Europa stehe vor einer "Generationenaufgabe", doch die "bisherige Reaktion entspricht nicht dem Anspruch, den Europa an sich selbst haben muss", schrieben die beiden Politiker in einem Beitrag für die "Frankfurter Allgemeine Sonntagszeitung".
Nötig sei eine faire Verteilung von Flüchtlingen. "Eine Lage, in der - wie heute - nur einige wenige Mitgliedstaaten die ganze Verantwortung tragen, ist genauso wenig tragbar wie ein System, das Lasten einseitig auf die Länder verteilt, die zufällig die Außengrenze der EU bilden." Vizekanzler Gabriel und Außenminister Steinmeier formulieren einen Zehn-Punkte-Plan für den Umgang mit der Flüchtlingskrise. So brauche es verbindliche und objektiv nachvollziehbare Kriterien für die Aufnahmequoten aller Mitgliedstaaten entsprechend ihrer Leistungsfähigkeit.
Überall in der EU müssten menschenwürdige Zustände herrschen bei der Aufnahme von Flüchtlingen, forderten die SPD-Politiker. Hierfür seien EU-weite Standards nötig. Flüchtlingen, denen in einem Mitgliedsland Asyl gegeben wurde, müsse dieser Status in der gesamten EU garantiert werden. Menschen ohne Asylanspruch müssten hingegen in ihre Heimat zurückkehren. Dazu solle die Rückübernahme ein zentrales Anliegen in den Beziehungen zu den Herkunftsländern werden. Länder, die wie die Balkanstaaten in die EU strebten, könnten nicht gleichzeitig wie Verfolgerstaaten behandelt werden, schrieben Steinmeier und Gabriel.

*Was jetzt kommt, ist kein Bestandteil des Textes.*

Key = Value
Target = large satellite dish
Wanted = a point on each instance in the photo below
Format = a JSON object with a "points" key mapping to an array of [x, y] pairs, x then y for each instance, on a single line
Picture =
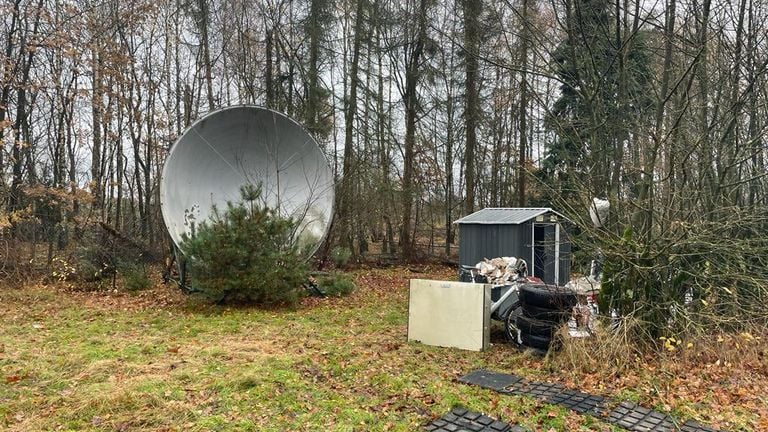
{"points": [[242, 145]]}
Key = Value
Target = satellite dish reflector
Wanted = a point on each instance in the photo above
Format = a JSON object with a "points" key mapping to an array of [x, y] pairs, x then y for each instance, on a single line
{"points": [[242, 145]]}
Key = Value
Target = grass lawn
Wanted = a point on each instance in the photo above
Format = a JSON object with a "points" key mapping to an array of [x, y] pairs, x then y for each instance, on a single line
{"points": [[156, 360]]}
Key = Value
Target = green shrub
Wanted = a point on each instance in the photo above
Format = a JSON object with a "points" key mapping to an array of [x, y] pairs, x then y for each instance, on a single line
{"points": [[340, 256], [246, 254], [336, 285]]}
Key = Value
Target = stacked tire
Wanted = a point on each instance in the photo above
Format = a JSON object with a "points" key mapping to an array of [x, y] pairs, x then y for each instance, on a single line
{"points": [[544, 309]]}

Gabriel zu Flüchtlingskrise: EU in Urlaubsmodus
Der SPD-Vorsitzende Sigmar Gabriel hat die Flüchtlingspolitik der EU scharf kritisiert. Es sei eine Blamage, dass die Vereinten Nationen auf einer griechischen Insel tätig werden müssten, sagte der Vizekanzler im ARD-"Sommerinterview" im "Bericht aus Berlin". Die UN seien dafür da, in Ländern wie dem Libanon oder Jordanien zu helfen. "Und Europa ist irgendwie im Tiefschlaf und kommt aus dem Urlaubsmodus nicht heraus." Es sei eine Schande, dass die Mehrzahl der EU-Mitgliedsstaaten sage, das gehe sie nichts an.
Grund dafür sei, dass es offensichtlich ein Missverständnis gebe, darüber was die EU ist. "Die ist keine Zugewinngemeinschaft, bei der man mitmacht, wenn man Geld kriegt", sagte der Bundeswirtschaftsminister. "Sondern die ist eine Wertegemeinschaft." Es werde dramatische Folgen für Europa haben, wenn der Eindruck entstehe, nur noch Schweden, Österreich und Deutschland nähmen in großer Zahl Flüchtlinge auf. Dann gerate die Errungenschaft offener Grenzen in Gefahr mit wirtschaftlichen, politischen und kulturellen Folgen.
Natürlich könne Deutschland eine große Zahl von Flüchtlingen aufnehmen, betonte der SPD-Politiker. "Wir sind in der Lage, eine Flüchtlingsinfrastruktur aufzubauen." Auch Deutschland werde seine Flüchtlingspolitik dramatisch ändern müssen. "Aber wir können das natürlich nicht unendlich. Das, glaube ich, muss auch klar sein." Dabei müsse sichergestellt werden, dass die Kommunen sich auch noch um ihre anderen Aufgaben kümmern könnten. Zwar würden die Kommunen durch den Bund um eine Milliarde Euro entlastet. "Ich bin mir sicher, dass das deutlich steigen muss", sagte Gabriel. "Wir nähern uns eher drei Milliarden und mehr bei solchen Zahlen."